The Qualcomm stock price continued its recent rebound in the past few days as investors bought the recent dip. The QCOM stock was trading at $175, up by over 10% from its lowest level in November, giving it a market capitalization of over $187 billion.
The Qualcomm stock price has jumped by over 47% from its lowest level in April this year as the artificial intelligence (AI) tailwinds continued.
The rally accelerated recently after the company unveiled chips, known as the Snapdragon 8 Elite Gen 5 Mobile Platform, that may compete with Nvidia in the future.
It then continued after the company published strong financial results, which showed that its revenue rose by 10% to $11.3 billion.
More results showed that the company’s QCT’s revenue rose by 13% to $9.8 billion, while its IoT revenue rose by 7% to $1.68 billion.
The company has also boosted its forward guidance, and now expects that its first quarter revenue will be between $11.8 billion and $12.6 billion.
Most of this growth will come from its Qualcomm CDMA Technologies (QCT) business, which it expects will make between $10.3 billion and $10.9 billion.
The smaller Qualcomm Technology Licensing (QTL) business is expected to make between $1.14 billion and $1.16 billion. This business has an EBIT margin of between 74% and 78%, higher than QCT’s 30% to 32%.
On the other hand, data compiled by Yahoo Finance show that the company’s revenue in the current quarter will be $12.15 billion, up by 4.11% from the same period last year.
Analysts also expect that the annual revenue will grow by 2.92% to $45.43 billion, followed by $46 billion in the next financial year.
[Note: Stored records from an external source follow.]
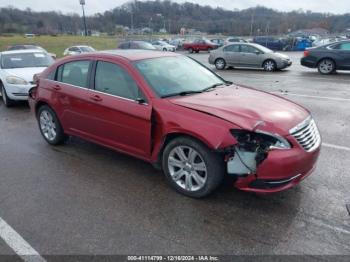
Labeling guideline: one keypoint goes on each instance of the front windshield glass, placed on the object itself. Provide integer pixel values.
(171, 76)
(265, 49)
(87, 49)
(26, 60)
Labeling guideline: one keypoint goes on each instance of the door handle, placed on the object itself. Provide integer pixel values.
(96, 98)
(57, 87)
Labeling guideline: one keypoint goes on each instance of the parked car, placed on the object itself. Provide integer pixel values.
(217, 41)
(232, 39)
(78, 49)
(199, 45)
(17, 69)
(29, 46)
(173, 112)
(271, 42)
(248, 55)
(177, 42)
(136, 45)
(328, 58)
(164, 46)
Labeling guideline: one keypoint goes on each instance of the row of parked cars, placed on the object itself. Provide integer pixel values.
(175, 113)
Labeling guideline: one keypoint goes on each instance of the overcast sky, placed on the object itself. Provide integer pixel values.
(94, 6)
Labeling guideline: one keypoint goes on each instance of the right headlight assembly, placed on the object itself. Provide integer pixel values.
(252, 141)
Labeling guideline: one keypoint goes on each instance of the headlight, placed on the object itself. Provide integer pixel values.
(253, 141)
(14, 80)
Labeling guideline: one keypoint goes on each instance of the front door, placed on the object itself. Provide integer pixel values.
(117, 119)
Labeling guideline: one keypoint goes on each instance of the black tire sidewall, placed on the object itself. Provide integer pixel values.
(325, 59)
(275, 65)
(223, 62)
(9, 102)
(60, 136)
(214, 163)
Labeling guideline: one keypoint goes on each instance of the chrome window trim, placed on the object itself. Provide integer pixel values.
(89, 89)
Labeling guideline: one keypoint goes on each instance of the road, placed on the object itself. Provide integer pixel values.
(81, 198)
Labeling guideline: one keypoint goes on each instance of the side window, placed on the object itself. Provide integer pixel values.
(248, 49)
(345, 46)
(232, 48)
(74, 73)
(114, 80)
(51, 75)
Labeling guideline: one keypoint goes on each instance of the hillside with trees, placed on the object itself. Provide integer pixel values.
(157, 14)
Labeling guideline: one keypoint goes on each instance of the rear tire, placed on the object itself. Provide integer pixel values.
(50, 127)
(270, 66)
(220, 64)
(7, 101)
(326, 66)
(191, 168)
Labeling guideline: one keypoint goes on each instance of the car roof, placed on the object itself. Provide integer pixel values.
(23, 51)
(137, 54)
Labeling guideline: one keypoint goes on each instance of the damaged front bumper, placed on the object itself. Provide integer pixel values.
(281, 170)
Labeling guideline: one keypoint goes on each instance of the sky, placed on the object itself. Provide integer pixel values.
(94, 6)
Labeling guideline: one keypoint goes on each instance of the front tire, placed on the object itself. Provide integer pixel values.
(326, 66)
(50, 127)
(191, 168)
(7, 101)
(220, 64)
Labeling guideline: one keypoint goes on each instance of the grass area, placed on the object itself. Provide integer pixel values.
(59, 43)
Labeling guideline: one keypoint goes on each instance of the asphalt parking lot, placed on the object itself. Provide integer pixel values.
(81, 198)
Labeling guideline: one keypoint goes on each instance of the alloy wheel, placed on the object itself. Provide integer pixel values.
(48, 125)
(269, 66)
(187, 168)
(220, 64)
(326, 66)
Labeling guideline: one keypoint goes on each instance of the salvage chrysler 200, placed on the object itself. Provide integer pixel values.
(171, 111)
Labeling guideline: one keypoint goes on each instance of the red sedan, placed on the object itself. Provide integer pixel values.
(173, 112)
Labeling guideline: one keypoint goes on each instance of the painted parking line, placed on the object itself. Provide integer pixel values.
(18, 244)
(310, 96)
(336, 147)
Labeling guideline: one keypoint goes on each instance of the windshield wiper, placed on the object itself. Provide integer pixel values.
(184, 93)
(213, 86)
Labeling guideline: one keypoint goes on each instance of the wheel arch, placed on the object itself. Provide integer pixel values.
(269, 59)
(326, 57)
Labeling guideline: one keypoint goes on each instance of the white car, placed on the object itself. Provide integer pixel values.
(17, 69)
(78, 49)
(164, 46)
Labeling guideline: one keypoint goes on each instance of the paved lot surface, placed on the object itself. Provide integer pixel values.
(84, 199)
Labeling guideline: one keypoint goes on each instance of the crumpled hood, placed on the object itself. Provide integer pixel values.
(24, 73)
(247, 108)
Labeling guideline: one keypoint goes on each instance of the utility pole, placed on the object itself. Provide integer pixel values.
(252, 23)
(82, 3)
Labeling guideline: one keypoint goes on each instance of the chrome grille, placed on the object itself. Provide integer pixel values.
(307, 134)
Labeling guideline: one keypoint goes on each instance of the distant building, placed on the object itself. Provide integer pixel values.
(310, 32)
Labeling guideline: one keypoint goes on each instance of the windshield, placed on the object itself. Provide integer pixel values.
(87, 49)
(171, 76)
(26, 60)
(265, 49)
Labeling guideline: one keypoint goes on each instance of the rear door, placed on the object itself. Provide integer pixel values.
(69, 95)
(344, 51)
(116, 118)
(232, 54)
(249, 56)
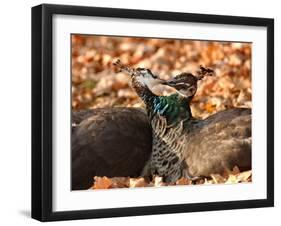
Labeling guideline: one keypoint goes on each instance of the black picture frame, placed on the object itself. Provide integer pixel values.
(42, 108)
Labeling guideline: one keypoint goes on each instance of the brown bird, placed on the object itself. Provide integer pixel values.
(112, 142)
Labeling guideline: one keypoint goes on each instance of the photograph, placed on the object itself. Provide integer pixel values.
(149, 112)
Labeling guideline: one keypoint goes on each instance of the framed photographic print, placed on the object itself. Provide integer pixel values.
(145, 112)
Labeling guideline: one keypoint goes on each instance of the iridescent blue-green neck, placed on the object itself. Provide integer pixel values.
(174, 108)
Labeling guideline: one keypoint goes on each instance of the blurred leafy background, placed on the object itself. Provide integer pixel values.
(95, 82)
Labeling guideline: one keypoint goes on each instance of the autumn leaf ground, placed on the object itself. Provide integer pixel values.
(95, 83)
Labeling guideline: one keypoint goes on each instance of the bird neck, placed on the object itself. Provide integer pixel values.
(174, 108)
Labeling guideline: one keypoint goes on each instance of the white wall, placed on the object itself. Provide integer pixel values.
(15, 102)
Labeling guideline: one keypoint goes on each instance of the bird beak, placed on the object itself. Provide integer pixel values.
(169, 82)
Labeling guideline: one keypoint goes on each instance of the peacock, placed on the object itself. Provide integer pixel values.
(112, 142)
(184, 146)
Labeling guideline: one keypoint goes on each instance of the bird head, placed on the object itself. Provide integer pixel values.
(141, 75)
(186, 83)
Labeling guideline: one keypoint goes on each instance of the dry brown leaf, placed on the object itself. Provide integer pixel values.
(138, 182)
(217, 178)
(102, 183)
(183, 181)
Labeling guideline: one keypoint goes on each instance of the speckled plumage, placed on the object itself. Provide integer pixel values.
(187, 147)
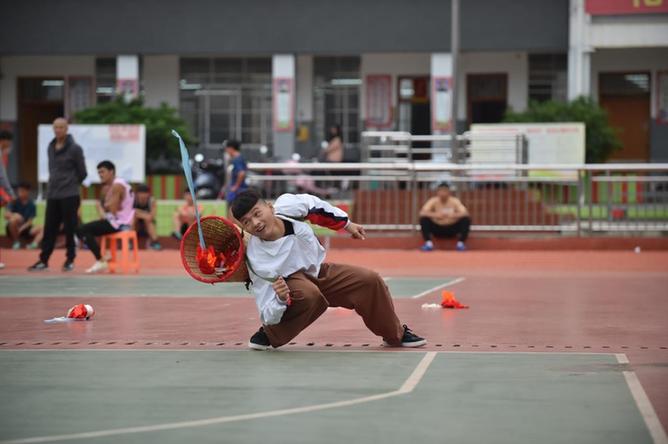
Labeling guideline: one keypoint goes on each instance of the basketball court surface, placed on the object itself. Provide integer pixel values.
(556, 347)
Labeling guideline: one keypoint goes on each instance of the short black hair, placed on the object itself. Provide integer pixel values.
(234, 144)
(107, 164)
(244, 202)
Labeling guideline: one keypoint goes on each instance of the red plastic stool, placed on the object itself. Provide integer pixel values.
(123, 262)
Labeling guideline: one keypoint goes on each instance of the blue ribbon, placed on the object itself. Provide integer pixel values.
(185, 161)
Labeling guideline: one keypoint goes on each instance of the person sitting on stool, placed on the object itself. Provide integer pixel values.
(444, 216)
(119, 213)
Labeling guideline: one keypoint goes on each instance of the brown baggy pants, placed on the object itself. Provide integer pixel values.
(337, 285)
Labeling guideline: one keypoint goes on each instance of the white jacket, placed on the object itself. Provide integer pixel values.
(299, 252)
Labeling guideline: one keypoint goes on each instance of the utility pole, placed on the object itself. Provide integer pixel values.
(454, 50)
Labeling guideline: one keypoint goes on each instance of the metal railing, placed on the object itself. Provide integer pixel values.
(472, 147)
(579, 199)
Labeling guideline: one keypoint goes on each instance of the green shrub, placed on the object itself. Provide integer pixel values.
(601, 139)
(159, 123)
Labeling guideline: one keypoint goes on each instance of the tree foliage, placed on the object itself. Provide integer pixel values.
(601, 139)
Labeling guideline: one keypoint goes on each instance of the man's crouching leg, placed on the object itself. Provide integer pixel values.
(308, 304)
(364, 291)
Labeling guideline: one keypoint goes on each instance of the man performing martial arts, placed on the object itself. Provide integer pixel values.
(293, 285)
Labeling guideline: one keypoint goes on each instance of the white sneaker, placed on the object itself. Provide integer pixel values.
(98, 266)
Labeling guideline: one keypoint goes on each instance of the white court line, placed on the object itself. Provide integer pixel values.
(439, 287)
(652, 422)
(407, 387)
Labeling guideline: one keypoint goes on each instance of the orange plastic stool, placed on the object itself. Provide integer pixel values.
(124, 262)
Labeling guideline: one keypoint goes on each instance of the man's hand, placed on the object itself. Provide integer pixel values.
(282, 290)
(357, 231)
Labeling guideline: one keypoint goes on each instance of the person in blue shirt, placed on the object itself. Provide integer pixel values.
(237, 181)
(20, 215)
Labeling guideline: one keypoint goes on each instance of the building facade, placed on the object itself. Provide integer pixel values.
(278, 73)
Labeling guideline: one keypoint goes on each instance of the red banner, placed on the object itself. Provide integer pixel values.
(625, 7)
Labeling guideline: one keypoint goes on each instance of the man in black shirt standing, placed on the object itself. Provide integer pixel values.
(67, 169)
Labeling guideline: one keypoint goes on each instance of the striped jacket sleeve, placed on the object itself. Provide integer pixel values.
(312, 209)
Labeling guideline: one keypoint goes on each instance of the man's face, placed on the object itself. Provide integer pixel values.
(142, 196)
(106, 176)
(60, 128)
(259, 220)
(443, 193)
(23, 193)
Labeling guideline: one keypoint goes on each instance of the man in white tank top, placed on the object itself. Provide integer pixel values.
(118, 206)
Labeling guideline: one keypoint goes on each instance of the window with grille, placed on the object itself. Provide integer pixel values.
(227, 98)
(548, 75)
(336, 96)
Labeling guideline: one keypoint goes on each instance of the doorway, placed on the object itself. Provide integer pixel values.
(415, 110)
(487, 97)
(626, 99)
(40, 101)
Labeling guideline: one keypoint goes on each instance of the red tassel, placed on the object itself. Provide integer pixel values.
(449, 300)
(207, 260)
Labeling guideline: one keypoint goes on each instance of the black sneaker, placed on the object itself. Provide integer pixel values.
(38, 266)
(259, 341)
(410, 339)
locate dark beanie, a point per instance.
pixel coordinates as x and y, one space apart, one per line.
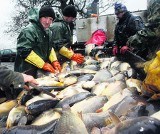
70 11
46 11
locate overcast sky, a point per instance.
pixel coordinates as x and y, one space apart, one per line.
7 10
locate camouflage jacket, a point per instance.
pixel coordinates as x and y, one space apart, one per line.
127 26
148 39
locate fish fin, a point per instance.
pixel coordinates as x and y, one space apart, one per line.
114 118
99 110
22 121
80 115
59 110
95 130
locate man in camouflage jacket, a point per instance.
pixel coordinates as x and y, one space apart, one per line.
126 27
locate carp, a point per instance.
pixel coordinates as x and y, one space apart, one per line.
70 123
14 115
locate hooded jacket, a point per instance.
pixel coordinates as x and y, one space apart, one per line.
61 36
11 83
32 37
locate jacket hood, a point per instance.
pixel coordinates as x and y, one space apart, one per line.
33 15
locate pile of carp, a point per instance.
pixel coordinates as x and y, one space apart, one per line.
101 96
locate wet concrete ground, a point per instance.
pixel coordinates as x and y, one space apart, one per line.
9 65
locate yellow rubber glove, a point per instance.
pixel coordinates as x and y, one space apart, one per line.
54 61
37 61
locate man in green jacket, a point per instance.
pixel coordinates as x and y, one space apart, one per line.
62 36
34 49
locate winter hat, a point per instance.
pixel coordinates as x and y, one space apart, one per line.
46 11
118 7
70 11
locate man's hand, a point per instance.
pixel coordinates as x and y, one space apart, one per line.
79 58
57 66
115 50
124 49
48 67
29 78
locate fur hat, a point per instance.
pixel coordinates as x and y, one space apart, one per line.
118 7
70 11
46 11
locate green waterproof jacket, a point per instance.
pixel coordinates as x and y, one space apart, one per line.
8 78
11 83
32 37
61 36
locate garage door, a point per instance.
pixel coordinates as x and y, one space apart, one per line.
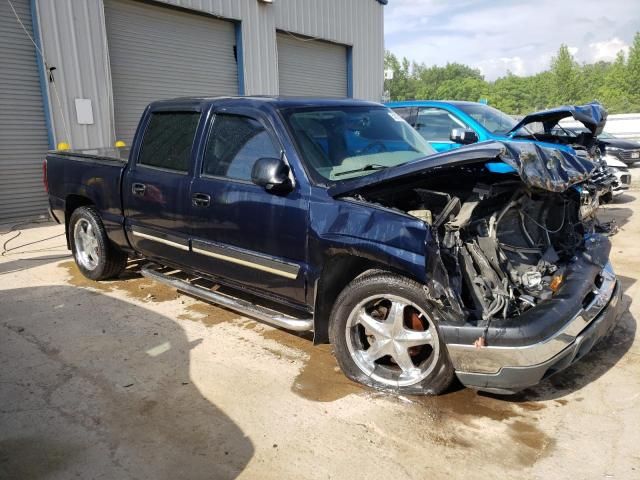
311 68
159 52
23 132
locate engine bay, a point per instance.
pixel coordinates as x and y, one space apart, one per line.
498 246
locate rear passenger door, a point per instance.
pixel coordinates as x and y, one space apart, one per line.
157 184
239 230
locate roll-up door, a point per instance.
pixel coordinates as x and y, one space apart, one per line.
311 67
159 52
23 132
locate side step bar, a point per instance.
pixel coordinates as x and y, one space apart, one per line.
245 307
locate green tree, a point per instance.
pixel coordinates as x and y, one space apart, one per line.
402 85
615 84
612 93
566 84
633 74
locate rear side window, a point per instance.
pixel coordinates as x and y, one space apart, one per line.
234 145
168 140
435 124
406 113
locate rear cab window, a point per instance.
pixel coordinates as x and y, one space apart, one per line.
168 141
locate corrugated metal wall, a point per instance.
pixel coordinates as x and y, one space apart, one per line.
311 68
23 132
158 52
74 38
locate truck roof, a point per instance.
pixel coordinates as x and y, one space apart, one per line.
276 102
418 103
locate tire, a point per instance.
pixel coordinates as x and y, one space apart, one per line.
95 255
385 353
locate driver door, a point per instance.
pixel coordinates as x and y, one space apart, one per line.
240 231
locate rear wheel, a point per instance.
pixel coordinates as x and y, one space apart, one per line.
385 335
96 257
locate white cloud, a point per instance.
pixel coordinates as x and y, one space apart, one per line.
501 35
607 49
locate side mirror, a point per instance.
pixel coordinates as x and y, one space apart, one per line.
272 174
465 136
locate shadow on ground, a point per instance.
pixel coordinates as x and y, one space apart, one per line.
19 264
92 385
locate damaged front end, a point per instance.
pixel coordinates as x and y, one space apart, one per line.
506 233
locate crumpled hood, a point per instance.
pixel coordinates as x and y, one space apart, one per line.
592 115
540 167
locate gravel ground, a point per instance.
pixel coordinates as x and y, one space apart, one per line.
129 379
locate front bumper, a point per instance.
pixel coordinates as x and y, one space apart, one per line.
510 368
624 181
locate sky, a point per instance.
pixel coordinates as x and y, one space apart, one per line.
497 36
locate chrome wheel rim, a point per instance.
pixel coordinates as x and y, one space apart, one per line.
392 340
86 244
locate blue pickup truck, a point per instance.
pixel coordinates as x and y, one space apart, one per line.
335 216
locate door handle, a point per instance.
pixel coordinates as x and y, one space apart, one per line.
201 200
138 189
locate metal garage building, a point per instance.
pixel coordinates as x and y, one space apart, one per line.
109 58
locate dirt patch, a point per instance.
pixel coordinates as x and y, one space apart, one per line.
320 379
458 412
129 282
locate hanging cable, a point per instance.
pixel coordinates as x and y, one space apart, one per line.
49 71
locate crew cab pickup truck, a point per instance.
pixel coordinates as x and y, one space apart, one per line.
335 216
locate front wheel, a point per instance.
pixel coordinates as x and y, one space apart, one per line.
384 336
97 258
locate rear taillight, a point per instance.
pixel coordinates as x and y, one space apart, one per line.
45 181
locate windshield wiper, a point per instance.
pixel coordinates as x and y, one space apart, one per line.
369 166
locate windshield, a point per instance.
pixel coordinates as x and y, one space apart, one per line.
492 119
337 143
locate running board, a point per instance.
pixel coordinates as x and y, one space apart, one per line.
239 305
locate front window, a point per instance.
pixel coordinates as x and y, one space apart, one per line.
492 119
337 143
235 144
435 124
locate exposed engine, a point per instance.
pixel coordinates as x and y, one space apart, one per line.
499 247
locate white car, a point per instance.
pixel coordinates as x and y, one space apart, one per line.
621 171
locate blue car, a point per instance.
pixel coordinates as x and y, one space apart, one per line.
450 124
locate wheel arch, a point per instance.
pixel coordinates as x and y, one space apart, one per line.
72 203
337 272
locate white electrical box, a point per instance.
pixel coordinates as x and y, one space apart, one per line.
84 111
These estimates mean that the company is not expected to benefit substantially from its AI investments.
This slow growth explains why the company’s valuation metrics are not as fancy as those of other chip companies like Nvidia and AMD. Its forward price-to-earnings ratio has dropped to 14.43, lower than the sector median of 24. Its forward EV to EBITDA metric of 11.60 is much lower than the industry median of 19.
As such, these numbers mean that the company will need to come up with more innovative products to boost its growth. While its recently launched AI chips are good, chances are that they will not capture market share against other companies like AMD and Nvidia.
Analysts have a mild opinion about the company, with the average estimate among analysts tracked by Yahoo Finance being $191, up by 9% from the current level.
The daily chart shows that the QCOM stock price has rebounded from a low of $118.80 in April to $175 today. It has formed an ascending channel and remained above the 50-day and 100-day Exponential Moving Averages (EMA).
The stock remains above the Supertrend indicator, a sign that the bullish trend is continuing. Therefore, the most likely scenario is where the stock continues rising, with the next level to watch being at $185, the upper side of the channel.
However, the stock has formed a head-and-shoulders pattern, a common bearish reversal sign. This means that, while the stock has more upside, there is a risk that it may retreat, potentially to $160.